The words “big” and “large” have similar meanings, but they aren’t always interchangeable: You wouldn’t refer to an older, male sibling as your “large brother” (unless you meant to be cheeky). Choosing among words with similar meanings is critical in language tasks like translation.
What’s new: Google used a top language model to develop BLEURT, a way to compare translation models.
Background: Machine learning engineers typically evaluate a translation model’s ability to choose the right words by translating a sentence from one language to another and back again. The metric called BLEU quantifies how far the re-translation’s meaning has drifted from that of the original sentence. But BLEU, which scores similarity on a 0-to-1 scale using an n-gram method, often misses nuances. BLEURT does a better job by training a language model to predict the semantic similarity between different sequences of words.
Key insight: BERT is a general-purpose, unsupervised language model at the heart of many state-of-the-art systems. Fine-tuned on sentences that humans judge to be similar, it should learn to agree with human notions of similarity.
How it works: BLEURT uses BERT to extract feature vectors from an original sentence and its re-translation. A linear layer predicts their similarity.
- The researchers created a dataset of millions of sentence pairs.
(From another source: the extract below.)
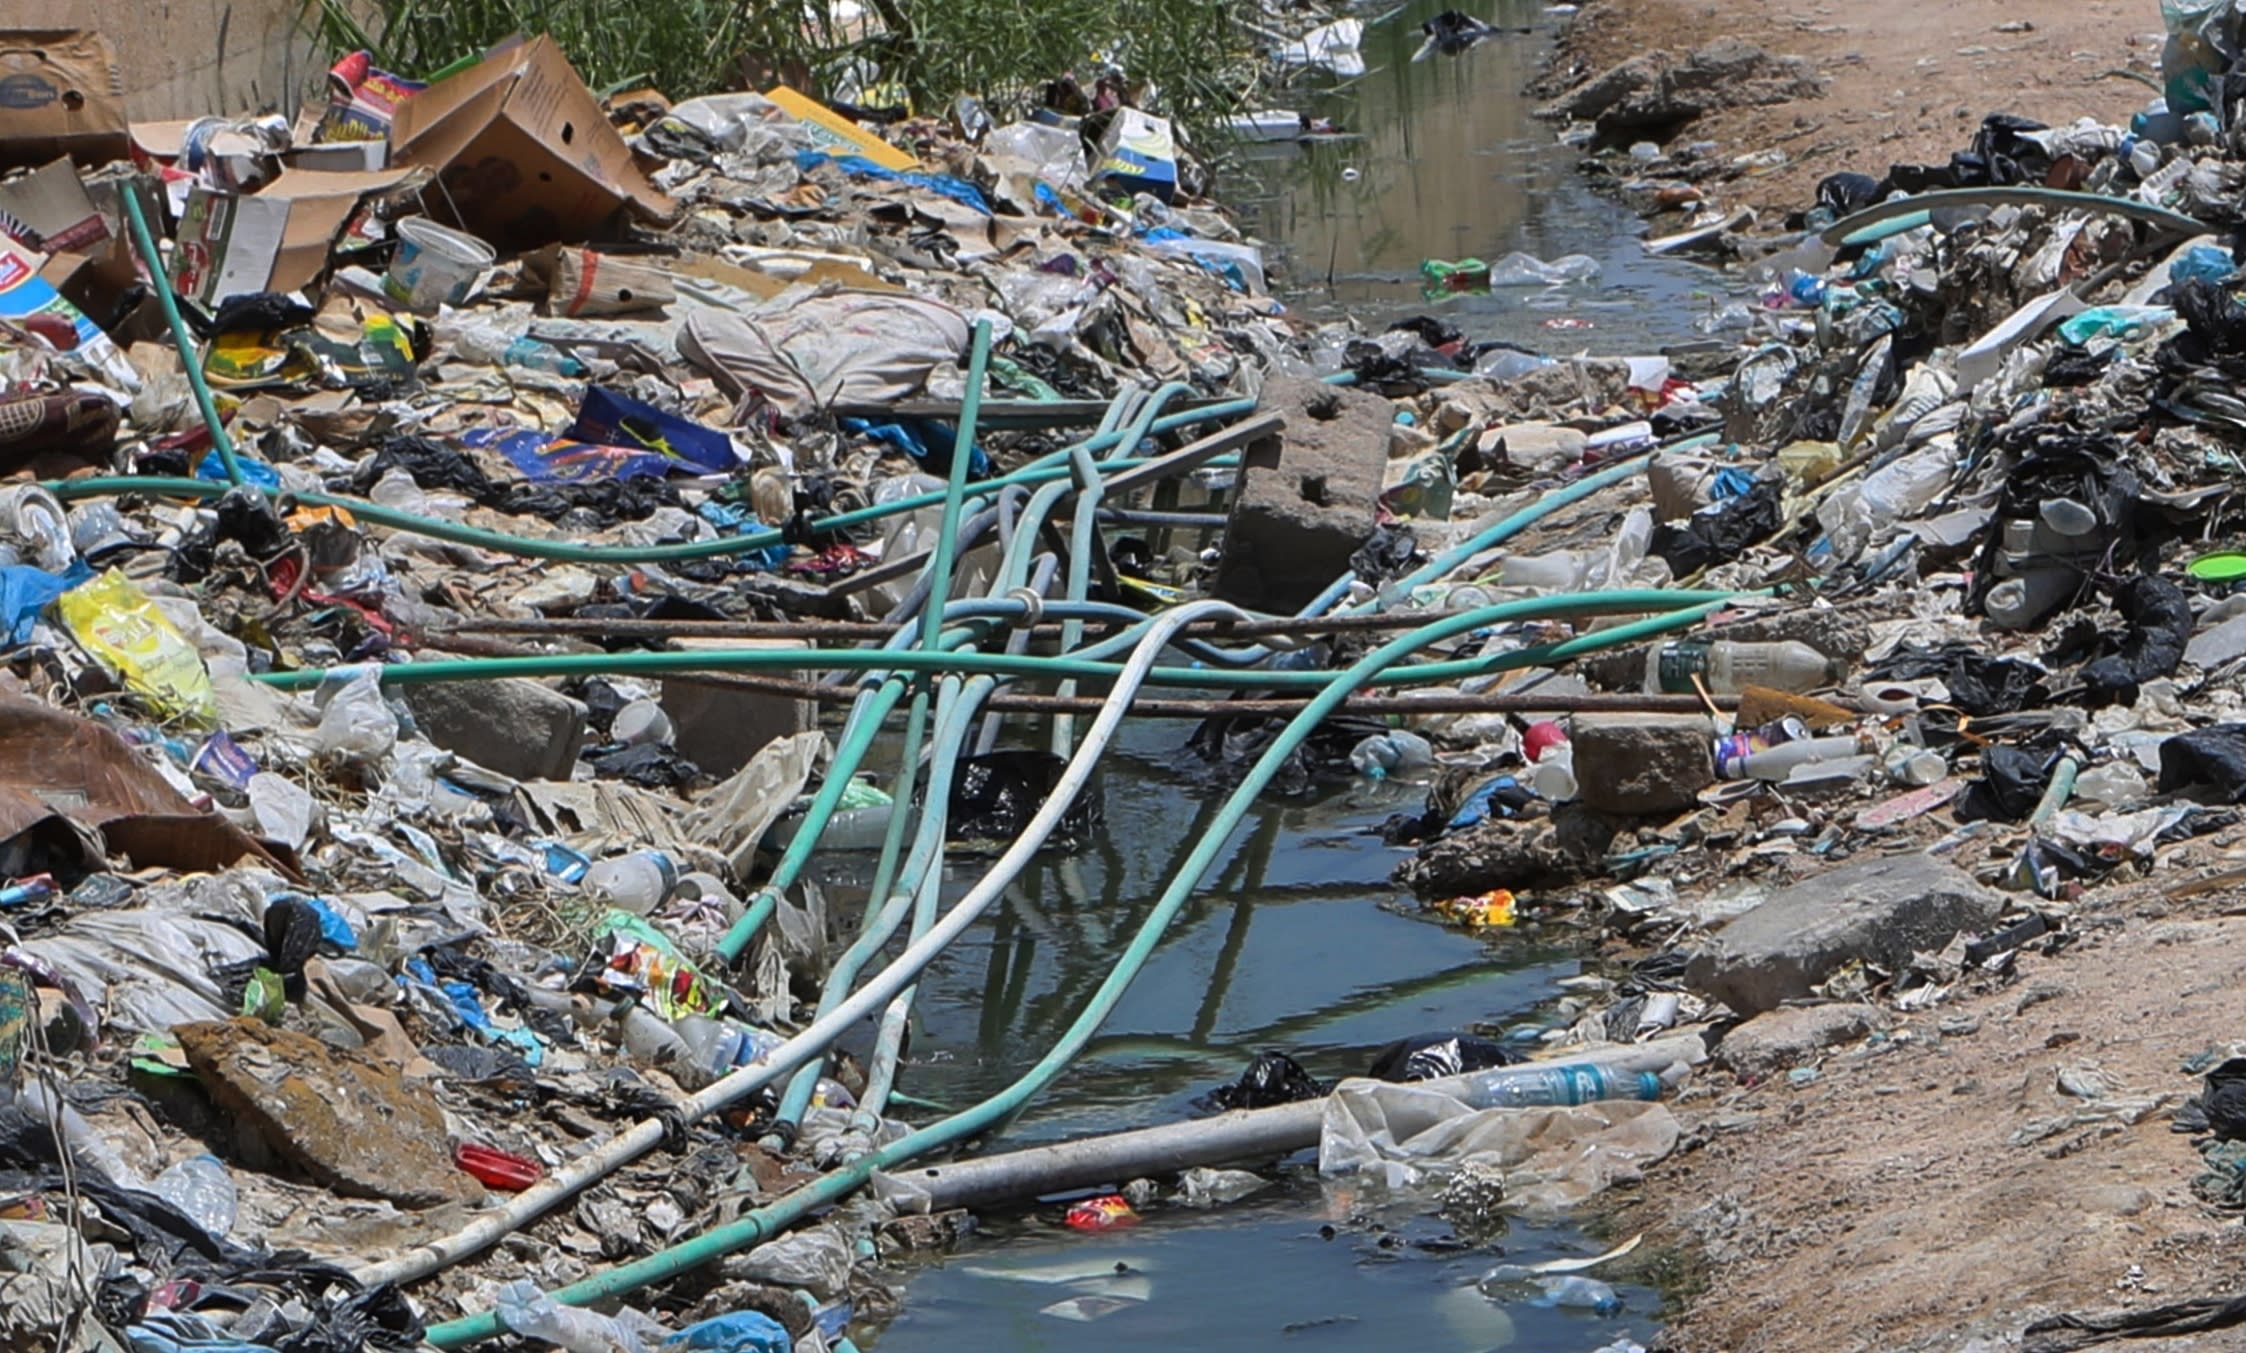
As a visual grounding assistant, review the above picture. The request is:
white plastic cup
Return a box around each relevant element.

Each pair includes a sentence from Wikipedia and a version modified by randomly deleting some words and replacing others with similar ones.
- The researchers used BLEU and other techniques to estimate the similarity between these pairs.
- They pre-trained BLEURT to predict those measures of similarity.
- Then they fine-tuned it on a smaller set of human-annotated data to predict human similarity scores.
Results: The authors drew sentences from each of several datasets and created variations on them. BLEURT and BLEU ranked the similarity between each variation and the original, and the authors compared the Kendall Tau correlation, the percentage of pairs assigned the same order minus the percentage of pairs ordered differently, with the human ranking (which is given a score of 1.0). BLEURT achieved a Kendall Tau correlation of 0.338 while BLEU achieved 0.227 — a nice bump, although it leaves plenty of room for improvement.
Why it matters: Language models have improved by leaps and bounds in recent years, but they still stumble over context. Better word choices could improve not only automatic translation but the gamut of language tasks including chat, text summarization, sentiment analysis, question answering, and text classification.
We’re thinking: BLEU stands for Bilingual Evaluation Understudy. BERT stands for Bidirectional Encoder Representations from Transformers. Does anyone know what BLEURT stands for?